Cisco: I believe the earth is about 4.5 billion years old and was not created by a magic sky man, and evolution explains the diversity and complexity of life. I also believe that each one of us generally gets paid what we are worth, and we all sell our time and talents and skills and effort to the highest bidder. If we don't like the best bid, we can always figure out a way to be of value to the rest of society and hang out our own shingle. (Although I guess complaining about the unfairness of it all on a message board is good enough for some.)
Everything on the right is based on fantasy and myth.
What do you expect from people who think evolution is a lie, the earth is only 10,000 years old
and was created in 7 days out of thin air by the magic man in the sky.
Why should we listen to you when you have shown many times you don't know the difference between profit and revenue?
Supply and demand.
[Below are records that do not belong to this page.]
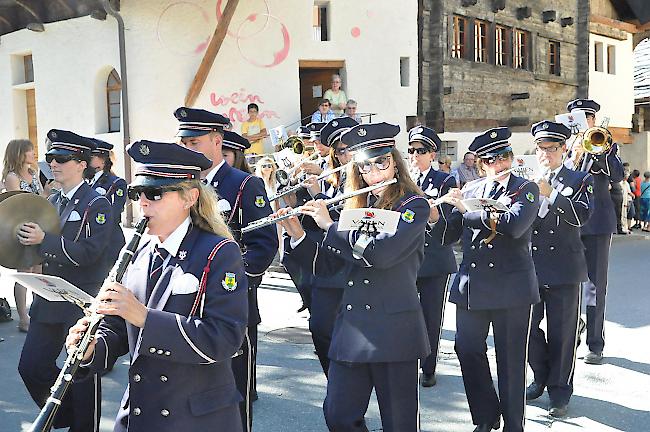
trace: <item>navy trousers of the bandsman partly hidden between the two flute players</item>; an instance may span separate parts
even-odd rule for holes
[[[439,275],[417,279],[420,292],[420,305],[427,325],[431,354],[422,362],[422,372],[435,374],[438,363],[438,348],[442,322],[445,319],[445,304],[447,303],[447,286],[449,275]]]

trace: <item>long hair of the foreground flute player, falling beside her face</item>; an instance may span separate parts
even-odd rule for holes
[[[379,201],[375,205],[375,208],[391,210],[397,201],[407,194],[423,195],[422,190],[417,187],[415,182],[411,180],[411,177],[408,174],[408,169],[406,164],[402,159],[400,152],[393,148],[390,152],[390,155],[393,158],[395,164],[395,178],[397,178],[397,183],[393,183],[390,186],[386,187],[384,193],[381,194]],[[347,179],[345,183],[345,191],[352,192],[359,190],[368,186],[363,180],[361,172],[355,163],[350,164],[347,170]],[[355,197],[349,198],[345,202],[346,209],[353,208],[364,208],[368,206],[368,194],[361,194]]]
When VW opened in CHattanooga, the ratio of applicants per line job greatly outpaced the ratio of applicants per professional job. The latter requires college degrees, which raises salary expectations. And the line worker is no different than the retail cashier of the CFO, each gets paid based on their replacement cost, which is a function of prereq skill requirements and the aforementioned ratio of avaialable replacement supply.
Saw a mfg study where 166 today produce as much as 1,000 in 1971. That means there are 5 available replacements w/o add'l unemployment per available job. Robots increase that ratio every day. Most of our subsidiaries no longer have a job classification for pack out; robots do it.
I can think of more than one company that believes its employees are vital to their operations to the point where they get very good wages and benefits relative to those in the company who hold professional positions (by the way, I am a professional, and the non-professionals in the company I formerly worked for were paid equivalent wages and benefits). Be that as it may, the fact is that the gap between the haves and have nots has never been greater in this country. I suggest that the Wallstreet types ought to take the occupiers a little more seriously, because I also suspect their protests are the proverbial tip of the iceburg.
Actually Apple was the first to come out with the GUI. Microsoft made a version of the GUI for the PC by copying Apple's idea. But that's beside the point.
DOS was difficult to learn for the average person so companies that relied on computers demanded an easy to use operating system that was also affordable. That's where Microsoft came in. They fulfilled a demand, they didn't create it.
Both Apple and Microsoft borrowed UI technology from Xerox's PARC research. Microsoft did not copy Apple.
cisco kid, In the DOS world, few used PCS in offices. People did tons manually in ways that allowed those familair with DOS to input it efficiently, but think of the efficiency which on the bad side was staff reductions, Microsofts' system allowed. (PS, The ability to learn DOS would NEVER have amounted to anything much. It was noy user friendly at all.)
I'd put it up with the uniform shipping container in terms of impact on job quantity requirements. Each allowed an unbelievable job in efficiency.
orogenicman, Thomas Friedman summed it up best, as to why the spread is widening. The days of "being average" are over. We'll all need our "A" game from now on, or else we become part of the "have nots".
For decades post WWII, we had no competition with Europe and Japan in ruins, and average was tolerated, and flourished. That was bad long-term, as today we act like average s/b ok. It never was. It was just masked over by our monoploy powers.